2School of Electrical and Electronic Engineering, Nanyang Technological University, Singapore 639798, Singapore.
3Harvard-MIT Program in Health Sciences and Technology, Massachusetts Institute of Technology, Cambridge, MA 02139, USA.
4Department of Surgery, School of Medicine, Kyungpook National University, Kyungpook National University Chilgok Hospital, Daegu 41404, Republic of Korea.
5Department of Oncology/Hematology, School of Medicine, Kyungpook National University, Kyungpook National University Chilgok Hospital, Daegu 41404, Republic of Korea.
6Department of Pathology, School of Medicine, Kyungpook National University, Kyungpook National University Chilgok Hospital, Daegu 41404, Republic of Korea.
7Cancer Center, Massachusetts General Hospital, Boston, MA 02114, USA.
8Department of Radiology, Massachusetts General Hospital, Boston, MA 02114, USA.

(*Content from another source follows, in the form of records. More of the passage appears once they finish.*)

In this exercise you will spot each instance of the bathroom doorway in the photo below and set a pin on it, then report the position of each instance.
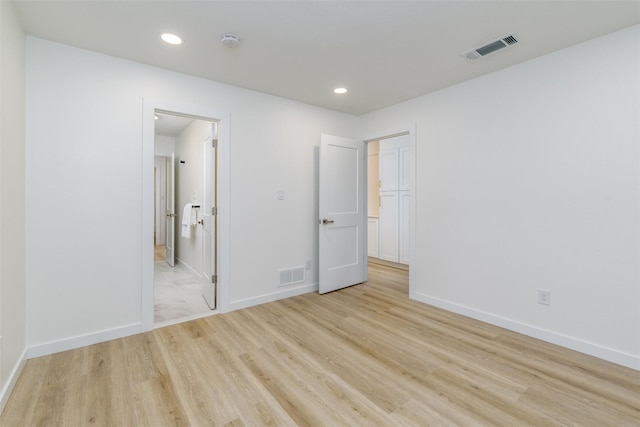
(212, 134)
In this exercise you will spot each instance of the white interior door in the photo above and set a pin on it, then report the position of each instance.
(171, 210)
(342, 255)
(209, 224)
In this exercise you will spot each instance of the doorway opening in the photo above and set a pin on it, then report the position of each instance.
(184, 220)
(390, 178)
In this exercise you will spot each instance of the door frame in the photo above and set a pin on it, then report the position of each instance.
(150, 106)
(409, 130)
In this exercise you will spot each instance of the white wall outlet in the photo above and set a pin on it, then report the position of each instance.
(544, 297)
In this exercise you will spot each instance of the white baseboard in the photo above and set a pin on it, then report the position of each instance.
(12, 380)
(83, 340)
(592, 349)
(273, 296)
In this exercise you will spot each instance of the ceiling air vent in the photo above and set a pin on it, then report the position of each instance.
(493, 46)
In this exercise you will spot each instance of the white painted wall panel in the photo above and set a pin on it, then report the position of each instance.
(12, 198)
(528, 178)
(84, 120)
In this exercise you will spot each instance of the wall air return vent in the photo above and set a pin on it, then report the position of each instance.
(491, 47)
(291, 275)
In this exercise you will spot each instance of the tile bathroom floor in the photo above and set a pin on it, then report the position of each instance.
(177, 294)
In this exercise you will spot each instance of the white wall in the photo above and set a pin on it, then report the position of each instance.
(12, 198)
(190, 189)
(528, 178)
(164, 145)
(84, 126)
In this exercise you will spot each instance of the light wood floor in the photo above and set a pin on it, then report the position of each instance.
(158, 253)
(363, 356)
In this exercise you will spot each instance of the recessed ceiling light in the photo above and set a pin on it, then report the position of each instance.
(230, 40)
(171, 38)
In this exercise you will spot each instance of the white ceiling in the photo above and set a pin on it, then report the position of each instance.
(384, 52)
(171, 124)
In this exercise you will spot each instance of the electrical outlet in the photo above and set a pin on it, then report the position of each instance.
(544, 297)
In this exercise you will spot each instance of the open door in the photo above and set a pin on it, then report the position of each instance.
(170, 247)
(342, 255)
(209, 224)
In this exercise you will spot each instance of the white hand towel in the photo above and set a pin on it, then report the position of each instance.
(187, 222)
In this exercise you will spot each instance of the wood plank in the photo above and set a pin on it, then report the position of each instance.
(365, 355)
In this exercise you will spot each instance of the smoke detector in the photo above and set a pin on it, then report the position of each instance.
(491, 47)
(230, 40)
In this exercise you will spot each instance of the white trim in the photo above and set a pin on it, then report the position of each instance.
(621, 358)
(12, 380)
(411, 131)
(148, 131)
(83, 340)
(271, 297)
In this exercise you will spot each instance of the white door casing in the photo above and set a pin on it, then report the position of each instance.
(342, 213)
(209, 276)
(170, 247)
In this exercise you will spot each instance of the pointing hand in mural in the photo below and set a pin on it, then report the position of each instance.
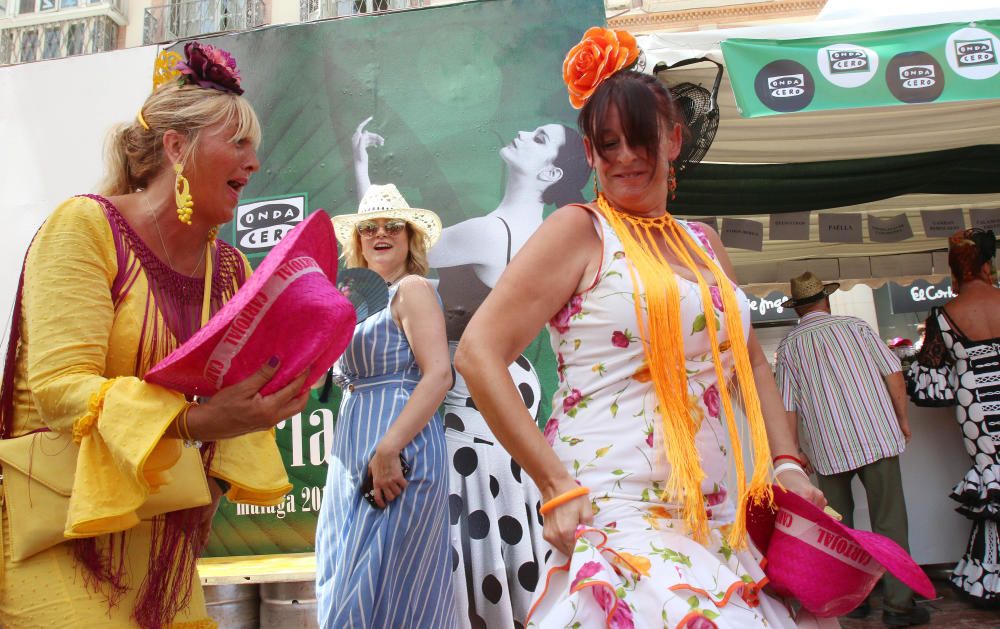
(361, 141)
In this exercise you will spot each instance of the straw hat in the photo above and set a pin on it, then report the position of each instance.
(289, 309)
(807, 288)
(386, 202)
(827, 566)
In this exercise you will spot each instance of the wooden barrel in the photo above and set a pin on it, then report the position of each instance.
(288, 605)
(234, 606)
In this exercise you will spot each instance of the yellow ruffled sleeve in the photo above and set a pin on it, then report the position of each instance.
(251, 464)
(67, 320)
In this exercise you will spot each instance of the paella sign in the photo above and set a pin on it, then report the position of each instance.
(939, 63)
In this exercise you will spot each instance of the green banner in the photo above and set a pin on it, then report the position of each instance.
(468, 99)
(940, 63)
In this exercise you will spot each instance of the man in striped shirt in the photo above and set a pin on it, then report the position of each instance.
(844, 387)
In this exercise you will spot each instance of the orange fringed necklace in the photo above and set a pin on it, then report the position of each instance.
(663, 341)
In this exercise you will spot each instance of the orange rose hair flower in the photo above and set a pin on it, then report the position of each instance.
(600, 53)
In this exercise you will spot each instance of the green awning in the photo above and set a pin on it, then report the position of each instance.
(754, 189)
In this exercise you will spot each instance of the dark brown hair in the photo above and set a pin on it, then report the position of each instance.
(644, 106)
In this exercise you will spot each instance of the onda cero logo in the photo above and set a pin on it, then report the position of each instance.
(785, 85)
(846, 65)
(914, 77)
(972, 53)
(262, 224)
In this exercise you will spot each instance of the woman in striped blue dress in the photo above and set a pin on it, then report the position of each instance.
(382, 558)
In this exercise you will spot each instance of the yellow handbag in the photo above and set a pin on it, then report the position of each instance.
(38, 474)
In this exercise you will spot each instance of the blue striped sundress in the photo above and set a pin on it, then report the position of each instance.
(391, 567)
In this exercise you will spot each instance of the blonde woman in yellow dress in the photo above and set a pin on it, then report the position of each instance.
(111, 285)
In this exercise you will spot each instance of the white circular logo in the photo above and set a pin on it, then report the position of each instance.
(847, 65)
(972, 53)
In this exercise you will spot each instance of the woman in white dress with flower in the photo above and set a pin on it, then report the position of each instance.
(649, 333)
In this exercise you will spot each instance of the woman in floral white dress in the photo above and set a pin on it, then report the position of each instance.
(631, 553)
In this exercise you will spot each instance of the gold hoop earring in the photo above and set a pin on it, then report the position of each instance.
(182, 195)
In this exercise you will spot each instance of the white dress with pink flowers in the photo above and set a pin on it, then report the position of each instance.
(636, 567)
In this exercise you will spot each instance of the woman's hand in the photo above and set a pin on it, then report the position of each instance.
(798, 483)
(387, 476)
(560, 523)
(362, 140)
(240, 409)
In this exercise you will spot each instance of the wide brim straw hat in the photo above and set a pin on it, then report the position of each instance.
(807, 288)
(385, 201)
(290, 309)
(827, 566)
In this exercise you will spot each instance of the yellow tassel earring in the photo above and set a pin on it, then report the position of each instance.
(182, 195)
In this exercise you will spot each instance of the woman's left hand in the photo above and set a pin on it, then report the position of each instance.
(387, 477)
(798, 483)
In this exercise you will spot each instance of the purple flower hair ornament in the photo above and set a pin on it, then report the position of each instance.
(207, 66)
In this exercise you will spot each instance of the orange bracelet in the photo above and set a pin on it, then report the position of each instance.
(563, 498)
(182, 427)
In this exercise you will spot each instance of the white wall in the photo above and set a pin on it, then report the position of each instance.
(54, 116)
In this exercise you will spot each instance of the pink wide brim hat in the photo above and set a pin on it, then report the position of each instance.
(827, 566)
(290, 309)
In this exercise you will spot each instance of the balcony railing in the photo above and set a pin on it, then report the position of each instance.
(54, 39)
(178, 20)
(322, 9)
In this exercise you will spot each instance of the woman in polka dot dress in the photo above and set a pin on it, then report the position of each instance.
(959, 364)
(622, 552)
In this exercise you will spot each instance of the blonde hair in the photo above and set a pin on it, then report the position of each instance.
(416, 259)
(134, 154)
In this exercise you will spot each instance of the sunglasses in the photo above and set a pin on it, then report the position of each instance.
(368, 229)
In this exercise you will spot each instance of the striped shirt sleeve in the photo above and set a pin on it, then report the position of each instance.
(785, 383)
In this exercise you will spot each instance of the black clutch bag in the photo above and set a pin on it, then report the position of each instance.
(368, 487)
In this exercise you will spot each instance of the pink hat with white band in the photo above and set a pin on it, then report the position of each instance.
(290, 308)
(829, 567)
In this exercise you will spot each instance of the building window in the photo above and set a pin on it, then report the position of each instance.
(50, 43)
(74, 39)
(6, 46)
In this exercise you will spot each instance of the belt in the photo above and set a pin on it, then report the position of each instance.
(354, 384)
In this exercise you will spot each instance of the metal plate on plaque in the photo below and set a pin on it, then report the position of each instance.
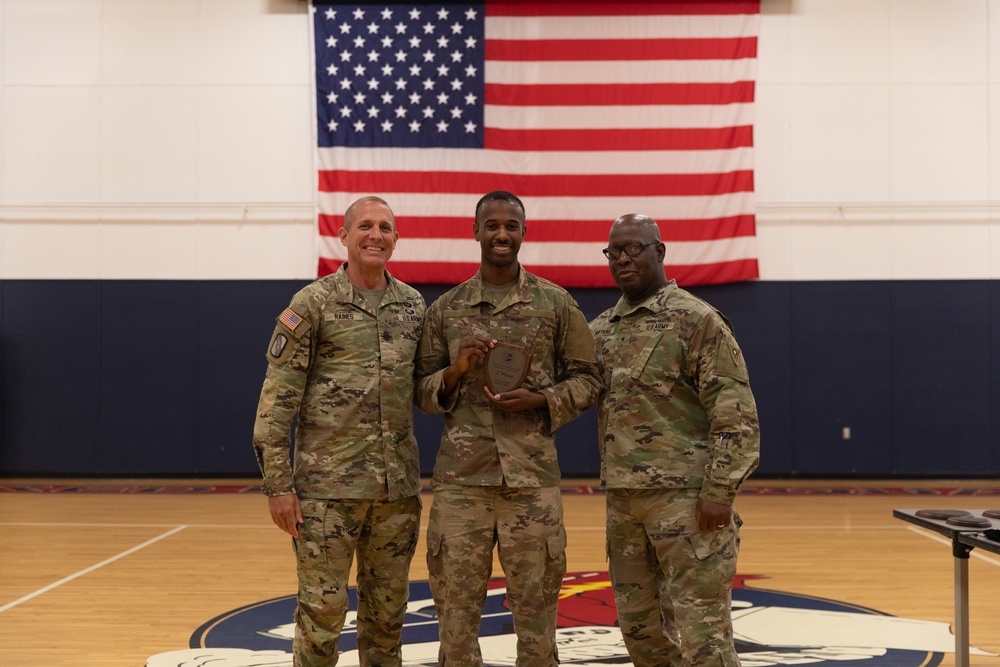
(506, 366)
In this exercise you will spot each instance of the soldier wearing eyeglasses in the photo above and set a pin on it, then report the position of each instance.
(678, 434)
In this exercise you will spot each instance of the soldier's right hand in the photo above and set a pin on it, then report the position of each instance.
(286, 513)
(470, 350)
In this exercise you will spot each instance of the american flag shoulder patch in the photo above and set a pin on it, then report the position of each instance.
(290, 319)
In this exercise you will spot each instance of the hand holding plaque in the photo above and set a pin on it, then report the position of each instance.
(506, 366)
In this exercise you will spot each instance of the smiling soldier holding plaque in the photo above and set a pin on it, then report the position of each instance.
(508, 358)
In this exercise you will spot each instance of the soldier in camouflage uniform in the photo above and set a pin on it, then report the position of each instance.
(678, 434)
(340, 362)
(496, 478)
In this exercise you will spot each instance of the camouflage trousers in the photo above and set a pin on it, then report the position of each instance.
(672, 583)
(383, 534)
(526, 526)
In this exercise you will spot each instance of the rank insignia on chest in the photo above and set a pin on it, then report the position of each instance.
(290, 319)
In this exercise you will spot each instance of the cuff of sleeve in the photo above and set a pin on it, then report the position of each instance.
(552, 406)
(277, 487)
(724, 495)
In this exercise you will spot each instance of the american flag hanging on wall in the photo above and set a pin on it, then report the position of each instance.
(584, 110)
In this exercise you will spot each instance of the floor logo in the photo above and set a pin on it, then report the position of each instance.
(771, 628)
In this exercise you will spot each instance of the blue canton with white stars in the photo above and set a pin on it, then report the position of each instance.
(399, 75)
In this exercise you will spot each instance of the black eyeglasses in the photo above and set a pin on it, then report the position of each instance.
(631, 249)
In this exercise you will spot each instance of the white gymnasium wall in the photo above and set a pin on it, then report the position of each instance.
(171, 139)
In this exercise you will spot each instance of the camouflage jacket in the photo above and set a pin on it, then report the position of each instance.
(676, 410)
(345, 373)
(483, 446)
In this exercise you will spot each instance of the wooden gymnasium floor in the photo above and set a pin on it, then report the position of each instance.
(106, 573)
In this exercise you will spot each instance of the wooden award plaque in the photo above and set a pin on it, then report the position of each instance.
(506, 366)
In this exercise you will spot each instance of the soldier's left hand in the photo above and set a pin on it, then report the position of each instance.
(517, 400)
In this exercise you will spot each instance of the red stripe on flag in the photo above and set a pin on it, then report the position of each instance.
(580, 231)
(608, 50)
(604, 8)
(527, 185)
(619, 140)
(617, 94)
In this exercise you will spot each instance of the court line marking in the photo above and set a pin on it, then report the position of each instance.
(46, 589)
(937, 538)
(69, 524)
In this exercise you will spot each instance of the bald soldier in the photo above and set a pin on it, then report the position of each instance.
(678, 435)
(340, 362)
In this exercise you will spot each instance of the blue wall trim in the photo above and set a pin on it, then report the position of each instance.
(162, 377)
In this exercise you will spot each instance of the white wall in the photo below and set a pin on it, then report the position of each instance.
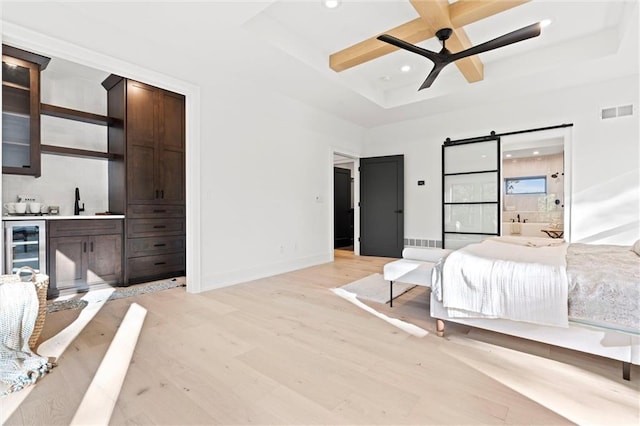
(259, 165)
(605, 156)
(267, 183)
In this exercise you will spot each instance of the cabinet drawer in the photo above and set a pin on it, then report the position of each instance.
(155, 227)
(155, 245)
(154, 266)
(136, 211)
(77, 227)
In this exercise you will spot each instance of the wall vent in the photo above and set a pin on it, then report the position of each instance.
(415, 242)
(613, 112)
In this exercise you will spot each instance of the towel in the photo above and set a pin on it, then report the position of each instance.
(19, 366)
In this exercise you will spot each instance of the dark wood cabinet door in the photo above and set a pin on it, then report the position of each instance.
(172, 121)
(142, 111)
(20, 116)
(171, 177)
(105, 259)
(67, 264)
(141, 178)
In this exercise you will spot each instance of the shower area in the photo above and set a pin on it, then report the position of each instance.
(533, 181)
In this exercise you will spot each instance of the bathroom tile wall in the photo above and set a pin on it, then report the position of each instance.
(535, 207)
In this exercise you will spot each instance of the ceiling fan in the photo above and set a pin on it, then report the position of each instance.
(445, 57)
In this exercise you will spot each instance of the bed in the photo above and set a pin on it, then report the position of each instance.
(579, 296)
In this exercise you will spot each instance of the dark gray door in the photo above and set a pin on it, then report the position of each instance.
(342, 211)
(382, 206)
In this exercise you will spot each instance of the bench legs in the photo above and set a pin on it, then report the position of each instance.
(626, 370)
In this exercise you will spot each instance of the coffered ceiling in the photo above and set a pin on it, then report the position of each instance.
(286, 45)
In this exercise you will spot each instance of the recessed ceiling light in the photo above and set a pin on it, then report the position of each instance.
(331, 4)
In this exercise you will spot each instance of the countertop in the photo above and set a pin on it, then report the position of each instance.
(57, 217)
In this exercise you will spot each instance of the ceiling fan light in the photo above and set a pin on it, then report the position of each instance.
(331, 4)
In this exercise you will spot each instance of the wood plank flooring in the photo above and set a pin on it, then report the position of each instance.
(286, 350)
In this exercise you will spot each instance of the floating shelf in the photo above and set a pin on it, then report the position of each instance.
(72, 114)
(74, 152)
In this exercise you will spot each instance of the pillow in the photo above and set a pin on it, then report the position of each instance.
(424, 254)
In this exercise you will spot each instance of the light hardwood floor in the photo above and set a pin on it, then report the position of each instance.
(286, 350)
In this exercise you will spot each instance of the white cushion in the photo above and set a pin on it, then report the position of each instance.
(424, 254)
(409, 271)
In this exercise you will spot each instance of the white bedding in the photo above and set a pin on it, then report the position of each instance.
(511, 279)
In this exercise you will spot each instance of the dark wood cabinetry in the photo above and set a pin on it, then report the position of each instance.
(21, 111)
(147, 176)
(83, 252)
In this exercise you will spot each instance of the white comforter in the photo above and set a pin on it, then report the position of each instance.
(505, 278)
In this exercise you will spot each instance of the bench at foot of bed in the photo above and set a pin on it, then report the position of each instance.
(626, 366)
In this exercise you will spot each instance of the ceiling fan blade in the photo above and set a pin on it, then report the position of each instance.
(433, 56)
(432, 75)
(525, 33)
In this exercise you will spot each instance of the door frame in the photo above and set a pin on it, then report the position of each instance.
(350, 158)
(538, 138)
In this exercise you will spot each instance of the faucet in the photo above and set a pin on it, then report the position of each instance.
(76, 208)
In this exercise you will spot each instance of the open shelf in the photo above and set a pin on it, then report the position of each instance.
(74, 152)
(72, 114)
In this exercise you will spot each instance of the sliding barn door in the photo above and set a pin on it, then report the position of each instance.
(470, 191)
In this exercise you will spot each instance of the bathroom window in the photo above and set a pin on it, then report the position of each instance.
(526, 185)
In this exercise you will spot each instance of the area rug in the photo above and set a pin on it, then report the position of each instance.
(118, 293)
(375, 288)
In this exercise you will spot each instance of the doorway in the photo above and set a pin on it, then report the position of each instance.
(382, 206)
(344, 196)
(535, 184)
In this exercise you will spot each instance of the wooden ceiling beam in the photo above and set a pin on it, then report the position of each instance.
(465, 12)
(460, 13)
(413, 31)
(436, 13)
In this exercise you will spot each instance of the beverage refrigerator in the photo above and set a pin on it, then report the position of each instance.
(25, 245)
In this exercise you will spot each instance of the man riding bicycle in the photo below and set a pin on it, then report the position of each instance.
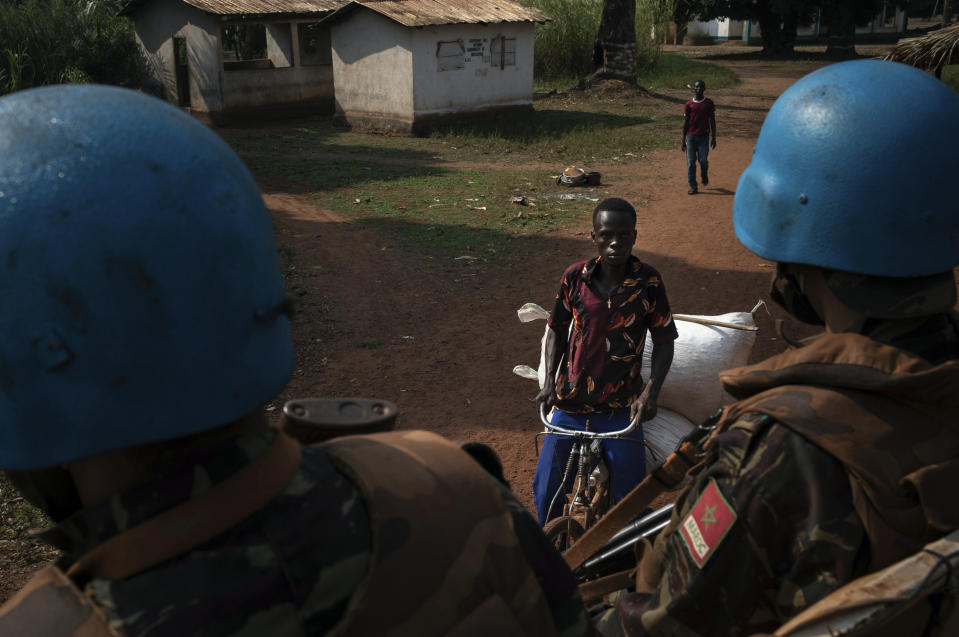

9Department of Systems Biology, Harvard Medical School, Boston, MA 02115, USA.
†Corresponding author.
*These authors contributed equally to the manuscript.
Abstract
Rapid, automated, point-of-care cellular diagnosis of cancer remains difficult in remote settings due to lack of specialists and medical infrastructure. To address the need for same-day diagnosis, we developed an automated image cytometry system (CytoPAN) that allows rapid breast cancer diagnosis of scant cellular specimens obtained by fine needle aspiration (FNA) of palpable mass lesions. The system is devoid of moving parts for stable operations, harnesses optimized antibody kits for multiplexed analysis, and offers a user-friendly interface with automated analysis for rapid diagnoses. Through extensive optimization and validation using cell lines and mouse models, we established breast cancer diagnosis and receptor subtyping in 1 hour using as few as 50 harvested cells. In a prospective patient cohort study (n = 68), we showed that the diagnostic accuracy was 100% for cancer detection and the receptor subtyping accuracy was 96% for human epidermal growth factor receptor 2 and 93% for hormonal receptors (ER/PR), two key biomarkers associated with breast cancer. A combination of FNA and CytoPAN offers faster, less invasive cancer diagnoses than the current standard (core biopsy and histopathology). This approach should enable the ability to more rapidly diagnose breast cancer in global and remote settings.